Challenge Level

Correct solutions were received from Roy of Allerton High School, Hannah of St Helen's and St Katharines and Andre of Tudor Vianu National College, Bucharest. All used the method below. Well done to you all.

The areas are equal.

The salinon is composed of semicircles on $CD$, $EF$, $CE$ and $FD$.

Now we can find the area of the salinon in terms of these semicircles as follows;

Let the big semicircle on $CD$ have a radius of $a$, the medium one on $EF$ be radius $b$. Then the small circles on $CE$ and $FD$ have a radius of $\frac{a-b}{2}$ and the circle on $AB$ has radius $ \frac{a+b}{2}$.

The area of the semicircle on $CD$ is $ \pi \times \frac{a^2}{2}$.

The bottom semi circle (on $EF$) has an area of $ \pi \times \frac{b^2}{2}$.

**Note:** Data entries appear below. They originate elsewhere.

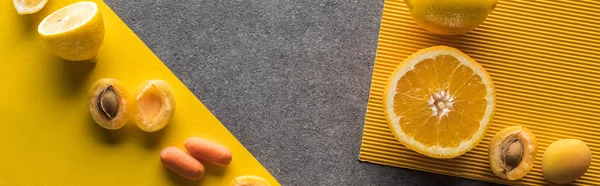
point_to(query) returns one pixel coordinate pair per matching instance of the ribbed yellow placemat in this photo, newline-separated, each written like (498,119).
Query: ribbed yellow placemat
(543,57)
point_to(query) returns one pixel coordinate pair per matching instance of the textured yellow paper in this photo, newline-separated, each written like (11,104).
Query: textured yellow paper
(47,136)
(544,57)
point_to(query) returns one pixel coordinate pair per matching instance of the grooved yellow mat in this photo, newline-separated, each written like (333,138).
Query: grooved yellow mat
(544,58)
(47,136)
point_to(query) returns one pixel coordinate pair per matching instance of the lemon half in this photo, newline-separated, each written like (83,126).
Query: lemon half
(29,6)
(74,32)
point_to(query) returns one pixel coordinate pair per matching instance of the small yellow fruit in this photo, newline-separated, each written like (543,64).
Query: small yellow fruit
(512,152)
(450,17)
(107,103)
(74,32)
(154,105)
(566,160)
(249,181)
(29,6)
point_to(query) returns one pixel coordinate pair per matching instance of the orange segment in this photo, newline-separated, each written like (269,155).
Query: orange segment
(439,102)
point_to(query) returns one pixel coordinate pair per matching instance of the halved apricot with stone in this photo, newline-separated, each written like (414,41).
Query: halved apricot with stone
(154,105)
(107,103)
(512,152)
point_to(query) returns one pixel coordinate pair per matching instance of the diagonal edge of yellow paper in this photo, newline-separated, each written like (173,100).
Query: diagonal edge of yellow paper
(48,137)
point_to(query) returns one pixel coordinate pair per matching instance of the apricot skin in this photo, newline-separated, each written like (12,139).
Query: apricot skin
(566,160)
(529,149)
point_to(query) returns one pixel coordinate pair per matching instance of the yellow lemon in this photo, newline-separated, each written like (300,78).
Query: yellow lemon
(450,17)
(29,6)
(439,102)
(74,32)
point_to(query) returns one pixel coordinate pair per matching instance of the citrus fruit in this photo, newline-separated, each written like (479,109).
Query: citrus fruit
(249,181)
(450,17)
(154,105)
(29,6)
(74,32)
(439,102)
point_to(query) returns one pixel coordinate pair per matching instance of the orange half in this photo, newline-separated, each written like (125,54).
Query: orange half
(439,102)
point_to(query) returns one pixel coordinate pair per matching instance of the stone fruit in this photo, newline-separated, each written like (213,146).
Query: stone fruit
(450,17)
(107,102)
(249,181)
(29,6)
(182,163)
(154,105)
(208,151)
(566,160)
(74,32)
(430,109)
(512,152)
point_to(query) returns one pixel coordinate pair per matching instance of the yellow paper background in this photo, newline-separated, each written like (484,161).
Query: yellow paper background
(544,58)
(47,136)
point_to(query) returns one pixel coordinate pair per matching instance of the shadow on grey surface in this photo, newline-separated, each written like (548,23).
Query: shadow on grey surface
(177,179)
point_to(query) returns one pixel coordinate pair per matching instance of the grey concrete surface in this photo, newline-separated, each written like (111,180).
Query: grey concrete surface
(290,79)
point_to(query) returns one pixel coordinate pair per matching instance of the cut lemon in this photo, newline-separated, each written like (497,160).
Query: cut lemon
(74,32)
(29,6)
(439,102)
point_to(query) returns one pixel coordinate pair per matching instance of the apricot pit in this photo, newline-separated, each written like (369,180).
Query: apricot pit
(512,152)
(107,102)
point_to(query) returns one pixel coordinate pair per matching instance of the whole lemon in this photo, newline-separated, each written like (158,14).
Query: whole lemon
(450,17)
(566,160)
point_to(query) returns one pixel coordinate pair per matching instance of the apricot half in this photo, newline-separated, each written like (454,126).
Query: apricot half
(154,105)
(107,102)
(566,160)
(512,152)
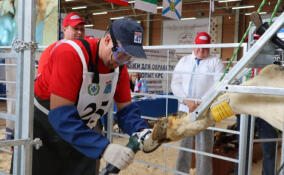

The two smaller semi circles, on $CE$ and $FD$ together make a circle whose area is $ \pi \times \left(\frac{a-b}{2}\right)^2 $

The total area of the salinon is:

the top semi circle + the bottom semi circle - the two smaller identical semi circles or $$ \pi \frac{a^2}{2} + \pi \frac{b^2}{2} - \pi\left(\frac{a-b}{2}\right)^2 $$ multiplying out all the brackets you get $$ \frac{\pi}{4} \times (a^2 + b^2 + 2ab) $$

Now for the area of the main circle with diameter $AB$:

the radius of the circle is $$ \frac{a+b}{2}$$ so the area of it is $$ \pi\times \left(\frac{a+b}{2}\right)^2 $$ which, when multiplied out is the same as the area of the salinon.